Intermediate Value Theorem and polynomial of odd degree As a consequence of Intermediate Value Theorem (IVT), it is illustrated in almost all calculus books and notes/courses that every polynomial of odd degree over real numbers have a real root.
I tried to see whether this result has been proved without the use of intermediate value property, and I did not find any link or question related to that on this and other sites.
Can one suggest me whether there is a proof of above mentioned consequence of IVT, which is done without using IVT?

I had seen that the fundamental theorem of algebra have been of interest to many people for proving just using algebraic techniques, but among all the known various proofs of FTA, epsilon amount of analysis is used.
So, my above question is of similar nature, but I did not see any comments on its proofs without IVT.
 A: Complex roots of a polynomial with real coefficients occur in pairs.
Hence?
https://en.m.wikipedia.org/wiki/Complex_conjugate_root_theorem
A: Every polynomial $P$ can be split (not sure of the word, the one in French is "scindé") in $\mathbb{R}$ : $P = \prod (X^2-a_k X + b_k) \prod (X- \lambda_k)$. As the degree of $P$ is odd, there is at least one factor $(X-\lambda)$, so there is at least one real root.
As for Vivid's proof, the proof of Descarte's Rule of Signs is based on IVT, so it is not really a different proof.

(Sorry if my words are incorrect, I'm French and I'm not used to writing maths in English.)

A: One could use Descarte's Rule of Signs. So, below is the idea:
Assume that we have $$P(x) = \sum_{k=0}^{n} a_kx^k$$

*

*If there is at least one sign change, then we are done.
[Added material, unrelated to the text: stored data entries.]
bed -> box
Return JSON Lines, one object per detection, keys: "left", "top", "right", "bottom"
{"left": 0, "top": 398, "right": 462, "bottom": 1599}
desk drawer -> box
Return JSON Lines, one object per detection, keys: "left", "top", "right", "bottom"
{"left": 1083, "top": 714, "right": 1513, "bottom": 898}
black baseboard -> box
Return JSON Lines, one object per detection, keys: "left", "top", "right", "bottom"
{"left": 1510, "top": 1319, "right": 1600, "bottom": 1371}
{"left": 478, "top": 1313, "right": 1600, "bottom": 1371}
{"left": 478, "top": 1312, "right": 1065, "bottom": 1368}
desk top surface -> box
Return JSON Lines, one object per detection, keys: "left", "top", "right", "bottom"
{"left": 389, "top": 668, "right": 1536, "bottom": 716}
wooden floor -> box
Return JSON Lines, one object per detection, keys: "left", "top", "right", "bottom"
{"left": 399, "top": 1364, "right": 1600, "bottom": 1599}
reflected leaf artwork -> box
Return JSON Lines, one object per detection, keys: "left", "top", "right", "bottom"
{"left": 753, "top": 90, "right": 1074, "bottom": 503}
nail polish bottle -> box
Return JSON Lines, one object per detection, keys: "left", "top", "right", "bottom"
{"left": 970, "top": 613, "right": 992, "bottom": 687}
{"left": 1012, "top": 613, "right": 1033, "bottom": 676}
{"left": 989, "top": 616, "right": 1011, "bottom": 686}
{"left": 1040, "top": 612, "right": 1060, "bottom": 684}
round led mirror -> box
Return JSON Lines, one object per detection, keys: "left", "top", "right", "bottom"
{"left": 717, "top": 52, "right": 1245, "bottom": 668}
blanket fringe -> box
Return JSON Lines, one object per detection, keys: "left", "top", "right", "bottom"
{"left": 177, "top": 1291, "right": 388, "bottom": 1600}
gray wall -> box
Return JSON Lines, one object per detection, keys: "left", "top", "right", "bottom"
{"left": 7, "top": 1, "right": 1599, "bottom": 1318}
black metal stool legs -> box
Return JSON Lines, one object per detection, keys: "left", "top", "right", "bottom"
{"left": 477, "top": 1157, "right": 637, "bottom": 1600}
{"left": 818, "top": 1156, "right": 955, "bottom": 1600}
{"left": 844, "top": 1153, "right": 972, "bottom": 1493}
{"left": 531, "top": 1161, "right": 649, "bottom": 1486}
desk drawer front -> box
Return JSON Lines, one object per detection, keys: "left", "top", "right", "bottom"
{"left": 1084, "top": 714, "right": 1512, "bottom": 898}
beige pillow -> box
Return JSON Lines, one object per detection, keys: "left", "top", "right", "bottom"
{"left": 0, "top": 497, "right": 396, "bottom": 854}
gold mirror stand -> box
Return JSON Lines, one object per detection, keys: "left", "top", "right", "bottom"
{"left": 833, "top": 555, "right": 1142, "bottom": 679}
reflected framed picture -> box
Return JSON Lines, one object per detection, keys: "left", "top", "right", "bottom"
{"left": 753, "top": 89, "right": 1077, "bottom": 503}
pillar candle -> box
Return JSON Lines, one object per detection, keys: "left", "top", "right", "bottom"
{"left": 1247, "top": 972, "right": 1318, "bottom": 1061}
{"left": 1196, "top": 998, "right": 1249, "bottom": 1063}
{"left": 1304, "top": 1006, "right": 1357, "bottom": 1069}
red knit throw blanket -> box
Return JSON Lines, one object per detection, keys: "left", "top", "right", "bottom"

So we assume there is not.

*Assume there are terms of both odd and even exponents, then we analyze $P(-x)$. There were no sign changes in $P(x)$, therefore, we must have in $P(-x)$ since $(-x)^{\text{odd}} = -x^{\text{odd}}$ and $(-x)^{\text{even}} = x^{\text{even}}$.

*Assume there are only odd powers, then the polynomial is an odd function which means $x=0$ is a root.

*We cannot assume all exponents are even since $P(x)$ is of odd degree.